If, as an eco-conscious consumer, monitoring and controlling your carbon footprint is something you’re truly committed to, then you may be somewhat shocked to learn that two casual searches through the Google engine rival the energy required to boil a kettle.
That’s the estimate offered up by American research specialist Gartner, which claims that a single Google search generates around 7g of carbon dioxide, while boiling a kettle of water requires somewhere in the region of 15g.
According to Gartner, the single search’s CO2 level is amassed by the power demands of the host computer and also by the Google request being routed through giant data centres that consume massive amounts of power.

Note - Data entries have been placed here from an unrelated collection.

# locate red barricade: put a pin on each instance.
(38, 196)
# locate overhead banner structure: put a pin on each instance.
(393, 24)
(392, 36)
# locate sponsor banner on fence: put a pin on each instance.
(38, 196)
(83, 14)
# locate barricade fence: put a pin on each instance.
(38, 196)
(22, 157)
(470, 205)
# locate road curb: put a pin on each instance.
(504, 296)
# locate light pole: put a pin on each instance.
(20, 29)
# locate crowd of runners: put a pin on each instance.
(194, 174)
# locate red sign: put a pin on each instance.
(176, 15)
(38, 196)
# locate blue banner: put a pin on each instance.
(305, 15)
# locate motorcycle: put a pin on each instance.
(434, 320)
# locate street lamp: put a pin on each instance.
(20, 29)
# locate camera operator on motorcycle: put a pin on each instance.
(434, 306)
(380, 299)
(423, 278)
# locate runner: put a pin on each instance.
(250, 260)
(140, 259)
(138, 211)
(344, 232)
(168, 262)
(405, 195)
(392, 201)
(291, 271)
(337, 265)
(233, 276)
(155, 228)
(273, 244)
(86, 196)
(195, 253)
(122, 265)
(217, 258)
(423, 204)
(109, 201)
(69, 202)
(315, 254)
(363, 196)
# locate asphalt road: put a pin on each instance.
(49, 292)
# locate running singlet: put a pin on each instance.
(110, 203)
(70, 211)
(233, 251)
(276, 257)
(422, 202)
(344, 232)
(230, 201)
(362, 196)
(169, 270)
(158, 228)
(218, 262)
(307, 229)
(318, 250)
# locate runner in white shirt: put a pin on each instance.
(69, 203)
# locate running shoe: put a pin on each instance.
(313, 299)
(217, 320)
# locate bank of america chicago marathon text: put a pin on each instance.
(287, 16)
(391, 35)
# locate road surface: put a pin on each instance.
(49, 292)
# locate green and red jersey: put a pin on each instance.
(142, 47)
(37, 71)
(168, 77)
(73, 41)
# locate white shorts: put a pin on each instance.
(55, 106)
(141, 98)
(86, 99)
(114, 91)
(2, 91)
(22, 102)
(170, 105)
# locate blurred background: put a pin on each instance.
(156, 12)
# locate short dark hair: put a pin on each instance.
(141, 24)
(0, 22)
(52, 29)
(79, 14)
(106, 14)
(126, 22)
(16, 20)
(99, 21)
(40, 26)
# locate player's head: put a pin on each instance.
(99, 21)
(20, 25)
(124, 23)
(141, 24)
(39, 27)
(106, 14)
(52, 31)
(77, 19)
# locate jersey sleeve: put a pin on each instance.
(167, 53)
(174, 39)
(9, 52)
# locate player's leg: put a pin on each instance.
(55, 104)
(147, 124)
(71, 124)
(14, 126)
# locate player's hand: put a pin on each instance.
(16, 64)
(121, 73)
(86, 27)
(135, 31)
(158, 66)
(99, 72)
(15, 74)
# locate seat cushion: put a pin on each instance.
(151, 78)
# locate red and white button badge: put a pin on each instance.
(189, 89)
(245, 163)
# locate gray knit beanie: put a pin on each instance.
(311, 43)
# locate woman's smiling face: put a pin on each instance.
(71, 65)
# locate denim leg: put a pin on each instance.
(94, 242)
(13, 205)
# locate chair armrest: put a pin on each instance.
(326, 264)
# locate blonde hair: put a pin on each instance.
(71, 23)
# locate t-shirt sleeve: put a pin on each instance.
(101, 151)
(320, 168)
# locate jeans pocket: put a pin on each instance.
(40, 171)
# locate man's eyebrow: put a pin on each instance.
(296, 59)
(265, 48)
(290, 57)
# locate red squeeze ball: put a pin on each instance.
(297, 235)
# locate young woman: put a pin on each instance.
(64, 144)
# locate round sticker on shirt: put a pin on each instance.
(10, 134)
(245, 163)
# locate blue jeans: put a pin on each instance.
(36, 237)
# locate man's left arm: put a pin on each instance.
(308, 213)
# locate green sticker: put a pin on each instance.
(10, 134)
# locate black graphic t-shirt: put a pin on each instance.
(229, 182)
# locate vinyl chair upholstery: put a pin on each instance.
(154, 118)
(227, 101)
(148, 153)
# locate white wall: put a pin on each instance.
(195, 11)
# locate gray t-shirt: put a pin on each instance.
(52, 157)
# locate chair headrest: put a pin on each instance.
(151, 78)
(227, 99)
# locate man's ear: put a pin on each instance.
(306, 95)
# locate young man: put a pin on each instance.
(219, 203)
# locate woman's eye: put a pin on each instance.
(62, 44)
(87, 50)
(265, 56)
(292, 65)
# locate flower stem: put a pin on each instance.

Gartner’s CO2 figures for Google use fall within similar approximations made by the likes of UK environmental service carbonfootprint.com (between 1g and 10g) and Chris Goodall, author of Ten Technologies to Save the Planet (between 7g and 10g).
According to The Telegraph, a spokesperson for Google has insisted that the service is “among the most efficient of all Internet search providers.”
Reaching beyond the carbon dioxide effects attributed to Google, Dr. Alex Wissner-Gross, a Harvard University physicist heading research into the environmental demands of IT, notes that basic Web browsing results in the creation of 0.02g of CO2 for every second the user remains on any given site.
“Websites are provided by servers and are viewed by visitors’ computers that are connected via networks,” writes Dr. Wissner-Gross. “These servers, clients and networks all require electricity in order to run, electricity that is largely generated by burning fossil fuels like coal, oil and gas.”
Dr. Wissner-Gross also points out that Web sites utilising advanced video require up to 0.2g of CO2 per second.